Project postdoctoral fellow Dr Jo Edge will give a paper at 'Writing the Self in Pain: Historial Perspectives', a two-day conference hosted by the Experiencing Agony project team at the University of Helsinki, Finland, 24–25 October 2024.
The paper is titled 'Alice Thornton and the Memory of Emotional Pain'. An abstract is below.
Alice Thornton (1626–1707) produced four autobiographical books, which wrote and rewrote her life. All four books focus to some degree on deliverances – the times God spared her from danger or death. Therefore, all four books (labelled by the Alice Thornton’s Books project as Books 1, 2, 3, and Book Rem) contain rich accounts of illness. Until the Thornton’s Books project, scholars have tended to work with the Surtees Society’s 1875 composite edition of Thornton (which uses Book 1 as its base with limited material from other books) and Anselment’s 2014 edition of Book 1. This paper will therefore focus on hereto-unavailable material in Book 2 and Book 3 – written as late as the 1680s and 1690s – but describing events of the 1650s and 1660s – to think about how Thornton rewrote her emotional pain decades later.
One type of illness recounted in Thornton’s books is that of serious illness caused by sudden shock. In February 1655, Thornton was in bed after giving birth to her second daughter when her maid called her. Her one-year-old daughter, in her cot, was experiencing convulsive fits:
I was lying the next chamber to her and did hear her when she came out of them [i.e., her fits] to give great shrieks and so suddenly that it frightened me extremely, and all the time of this poor child's illness I myself was at death's door by the extreme excess of those, upon the fright and terror that came upon me with so great floods that I was spent and my breath lost, my strength departed from me and I could not speak for fainting and was dispirited. My dear mother and aunt and friends did not expect my life. (Book 2)
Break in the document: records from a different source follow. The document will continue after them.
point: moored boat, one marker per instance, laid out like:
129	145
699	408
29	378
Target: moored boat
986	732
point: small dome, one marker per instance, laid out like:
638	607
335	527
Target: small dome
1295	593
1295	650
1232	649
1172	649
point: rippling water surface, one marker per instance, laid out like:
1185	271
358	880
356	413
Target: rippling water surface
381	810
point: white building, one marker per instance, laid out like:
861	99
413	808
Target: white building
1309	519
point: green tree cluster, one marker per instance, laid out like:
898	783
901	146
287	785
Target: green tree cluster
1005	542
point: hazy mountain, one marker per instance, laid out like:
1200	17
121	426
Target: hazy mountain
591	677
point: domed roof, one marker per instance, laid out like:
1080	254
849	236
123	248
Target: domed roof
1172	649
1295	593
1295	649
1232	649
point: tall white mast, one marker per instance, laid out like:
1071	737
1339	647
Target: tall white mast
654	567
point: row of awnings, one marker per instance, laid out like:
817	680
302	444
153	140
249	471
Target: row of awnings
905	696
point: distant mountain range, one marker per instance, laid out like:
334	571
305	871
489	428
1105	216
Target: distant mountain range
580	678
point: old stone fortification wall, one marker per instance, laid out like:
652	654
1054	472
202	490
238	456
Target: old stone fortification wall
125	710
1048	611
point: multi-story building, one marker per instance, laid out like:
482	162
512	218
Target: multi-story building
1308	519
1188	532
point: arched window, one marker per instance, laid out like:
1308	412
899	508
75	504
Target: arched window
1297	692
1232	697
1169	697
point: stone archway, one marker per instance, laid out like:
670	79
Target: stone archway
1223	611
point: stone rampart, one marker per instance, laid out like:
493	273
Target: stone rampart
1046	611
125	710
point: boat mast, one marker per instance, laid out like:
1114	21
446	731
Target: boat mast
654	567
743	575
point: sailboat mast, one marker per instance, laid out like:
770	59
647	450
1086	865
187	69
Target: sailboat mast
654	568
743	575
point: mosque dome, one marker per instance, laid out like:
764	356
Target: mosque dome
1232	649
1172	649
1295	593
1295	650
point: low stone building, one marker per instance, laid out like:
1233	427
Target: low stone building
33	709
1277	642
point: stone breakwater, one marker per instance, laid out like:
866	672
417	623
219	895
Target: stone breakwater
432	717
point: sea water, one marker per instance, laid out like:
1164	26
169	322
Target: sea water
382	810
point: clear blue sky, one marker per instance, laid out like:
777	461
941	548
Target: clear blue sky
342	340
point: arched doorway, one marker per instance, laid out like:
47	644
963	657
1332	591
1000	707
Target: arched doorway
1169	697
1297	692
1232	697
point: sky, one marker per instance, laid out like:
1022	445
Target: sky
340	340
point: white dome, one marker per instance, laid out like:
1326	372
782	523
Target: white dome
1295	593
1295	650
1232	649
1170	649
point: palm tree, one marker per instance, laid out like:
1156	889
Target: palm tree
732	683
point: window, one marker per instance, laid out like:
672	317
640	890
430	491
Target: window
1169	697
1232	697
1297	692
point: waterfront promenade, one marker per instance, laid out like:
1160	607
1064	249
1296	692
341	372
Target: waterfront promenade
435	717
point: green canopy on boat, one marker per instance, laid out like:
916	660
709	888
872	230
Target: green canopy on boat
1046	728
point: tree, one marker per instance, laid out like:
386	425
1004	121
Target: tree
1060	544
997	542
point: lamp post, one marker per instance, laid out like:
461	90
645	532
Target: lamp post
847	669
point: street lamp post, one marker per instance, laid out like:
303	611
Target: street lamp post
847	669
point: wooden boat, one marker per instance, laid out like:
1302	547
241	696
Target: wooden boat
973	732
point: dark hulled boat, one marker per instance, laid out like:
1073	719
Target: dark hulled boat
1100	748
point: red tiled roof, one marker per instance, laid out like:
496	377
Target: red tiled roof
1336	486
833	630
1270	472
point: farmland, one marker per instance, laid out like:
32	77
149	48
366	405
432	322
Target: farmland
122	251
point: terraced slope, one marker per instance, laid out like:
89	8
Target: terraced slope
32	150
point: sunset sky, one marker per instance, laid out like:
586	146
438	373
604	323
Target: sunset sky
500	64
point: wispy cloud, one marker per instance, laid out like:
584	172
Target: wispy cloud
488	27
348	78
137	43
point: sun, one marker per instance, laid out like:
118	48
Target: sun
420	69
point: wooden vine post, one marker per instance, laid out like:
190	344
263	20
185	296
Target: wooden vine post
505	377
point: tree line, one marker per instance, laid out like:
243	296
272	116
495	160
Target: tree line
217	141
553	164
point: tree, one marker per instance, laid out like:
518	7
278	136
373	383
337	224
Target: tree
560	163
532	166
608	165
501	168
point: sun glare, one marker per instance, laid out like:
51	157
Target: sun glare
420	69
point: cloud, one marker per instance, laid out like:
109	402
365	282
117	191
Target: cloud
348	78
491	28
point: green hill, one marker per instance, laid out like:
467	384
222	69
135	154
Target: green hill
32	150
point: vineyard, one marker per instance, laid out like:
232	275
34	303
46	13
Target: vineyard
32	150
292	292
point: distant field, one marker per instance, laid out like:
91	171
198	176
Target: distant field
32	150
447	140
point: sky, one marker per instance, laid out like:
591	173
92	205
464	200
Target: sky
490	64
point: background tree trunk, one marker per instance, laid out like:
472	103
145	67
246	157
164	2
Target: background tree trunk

Many of Thornton’s descriptions of traumatic illness follow a process: a sudden shock causes a ‘flood’ of humours, leading to fears for her death. This paper will demonstrate that this conception of the inner workings of the body was in line with how early modern doctors – and laypeople – conceived of their bodies and illness. It will also consider how Thornton wrote her emotional pain differently – or not – as an older woman.